Through the vineyard’s wrought-iron gate and up a sweeping driveway, I pull to a stop in the courtyard surrounded by solid stone buildings of wine production. Wine sales are good this year. The vintage Vernaccia di San Gimignano won an award in Wine International Magazine, which boosted our profile through the roof. I have ideas of how to capitalize on this success. Hopefully, I have proved myself to the members of the board and I’ve earned a bit more trust moving forward and onto my next project.

The board of directors is gathered around the long wooden table in the tasting room, one of a collection of rustic stone buildings that used to be a Franciscan monastery. The vaulted ceilinged tasting room was the refectory where the monks ate their meals together. The place still retains the ambiance of hushed reverence. When I walk in, the members of the board peruse figures on printouts, open files, and laptops in front of each of them. My footsteps echo slightly around the cool stone walls. Papa greets me with a bear hug and ruffles my hair like he used to do when I was a kid.
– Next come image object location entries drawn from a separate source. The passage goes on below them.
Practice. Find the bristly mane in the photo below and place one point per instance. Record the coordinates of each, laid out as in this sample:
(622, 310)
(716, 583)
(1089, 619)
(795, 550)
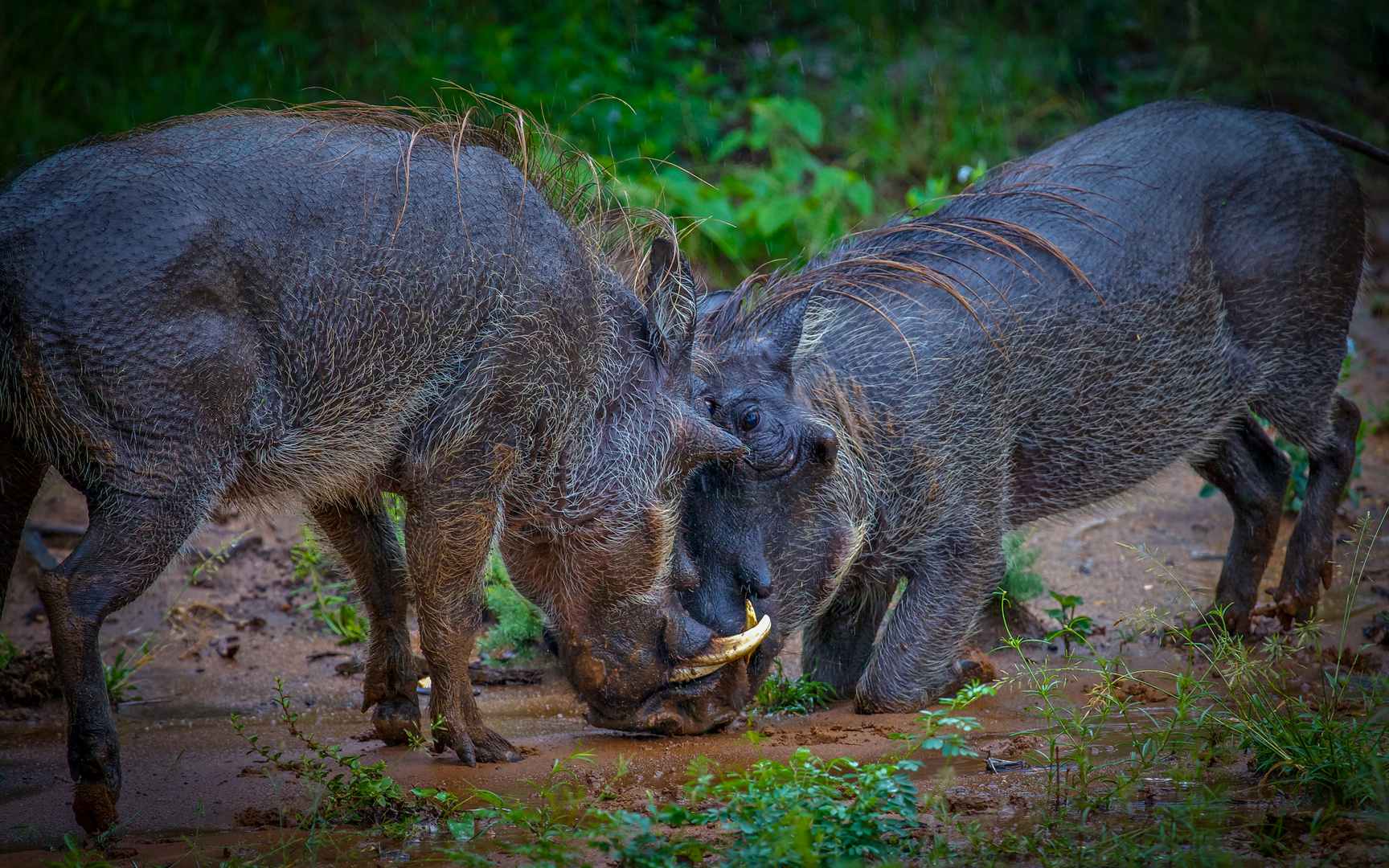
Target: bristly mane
(570, 181)
(867, 267)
I let him.

“Gianni, my boy. Great timing. Everyone else is here,” he says beaming at me as he takes his place at the head of the ancient table. “Welcome ladies and gentlemen.” His rich deep voice booms. I sit at a vacant place beside him, trying to center myself, knowing I have to present my report on the M&L gallery to the board members. “Thank you for your time. We have a lot to get through, so let’s make a start.” My father pours a glass of water from a jug and drinks from it, then reads from the agenda.